The policies behind the caveat emptor rule in tax sales justify its application here. Each bidder at a tax sale has his or her own undisclosed plans, foreseeable or unforeseeable, for use or development of the property. It is reasonable to require bidders to verify that these plans are legally permissible under local zoning and building regulations and physically feasible on the property. It is a minimal burden on bidders to require them to obtain information about the property from public agencies before they bid. If appellant had consulted the City of El Cerrito Building Department before he bid at the tax sale, he would have discovered, as he did by making such an inquiry one week later, that the property was unbuildable.
The majority, on the other hand, would require the state to anticipate potential undisclosed uses of bidders at tax sales and warrant the validity of *252such undisclosed uses or development. I believe this burden is unreasonable and unjustified. The state has no reason to know of physical or legal restrictions, especially those imposed by local government, which may prevent or affect the particular development or use of the property which the purchaser has in mind. For example, under the majority’s view, a buyer at a tax sale could apparently purchase property at a tax sale with the intention of building apartments upon it, only to learn after the sale that the property is zoned for single family residential use and no rezoning can be obtained. Should such a successful bidder at a tax sale be able to rescind the sale due to his unilateral mistake and his own failure to investigate? I think not.

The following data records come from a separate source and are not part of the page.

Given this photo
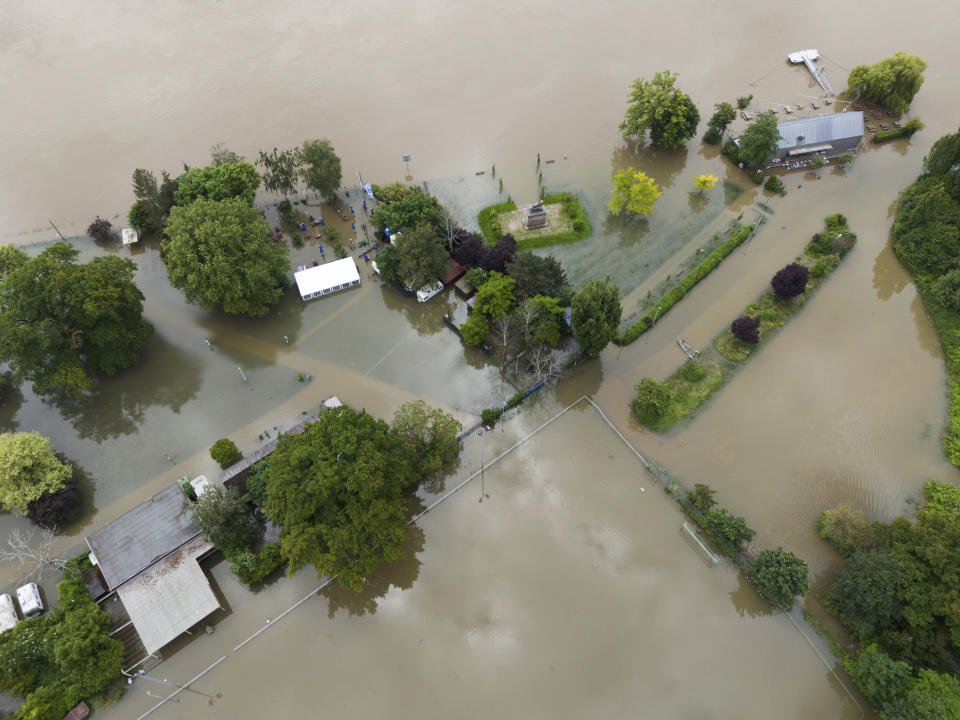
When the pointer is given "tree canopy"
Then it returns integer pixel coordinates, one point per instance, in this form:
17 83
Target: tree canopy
61 322
217 253
781 576
218 182
320 167
667 112
338 491
759 141
595 315
431 434
536 275
892 81
495 297
634 191
421 257
280 170
29 469
411 210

In the instant case, the City of El Cerrito Building Department, long before the tax sale, had imposed a prohibition on development on this parcel. There is no evidence the state knew or should have known of this prohibition.1 The state obtains tax-sold property by operation of law. Unlike private owners, the state has no interest in restrictions on the potential use of property or its development; its sole interest is the recovery of back taxes. The burden should be on buyers at tax sales at public auction, in advance of the sale, to take all steps necessary to assure themselves that the use and development of the property which they have in mind will be permitted by local government. It is onerous, if not impossible, to require the state or county to physically examine real property prior to a tax sale and, further, to dispel any undisclosed mistaken beliefs of bidders. The burden should be left to the most interested parties, the bidders.
The majority misses the mark when it concludes that “[t]he instant plaintiff’s error related to a permanent defect in the lot which would not have been cured by later inspection.” While a physical inspection of the property would not have shown it was unbuildable, plaintiff could have discovered this information before the tax sale by reasonable investigation through the public regulatory agencies. There was nothing that precluded him from obtaining the same information prior to the tax sale which he obtained one week thereafter.
Nothing has changed California’s law on tax sales as pronounced by our Supreme Court over 40 years ago “that in tax sales the doctrine of caveat emptor applies in all its vigor.” (Routh v. Quinn, supra, 20 Cal.2d at pp. 488, 490.)
*253Because I believe the doctrine of caveat emptor properly places the risk of mistake on potential buyers at tax sales, I would reverse die judgment.

The majority notes that the county removed a demolition lien on the property prior to the tax sale. There was no evidence that this was an irregular procedure or that the county knew the reason for the demolition which resulted in the lien.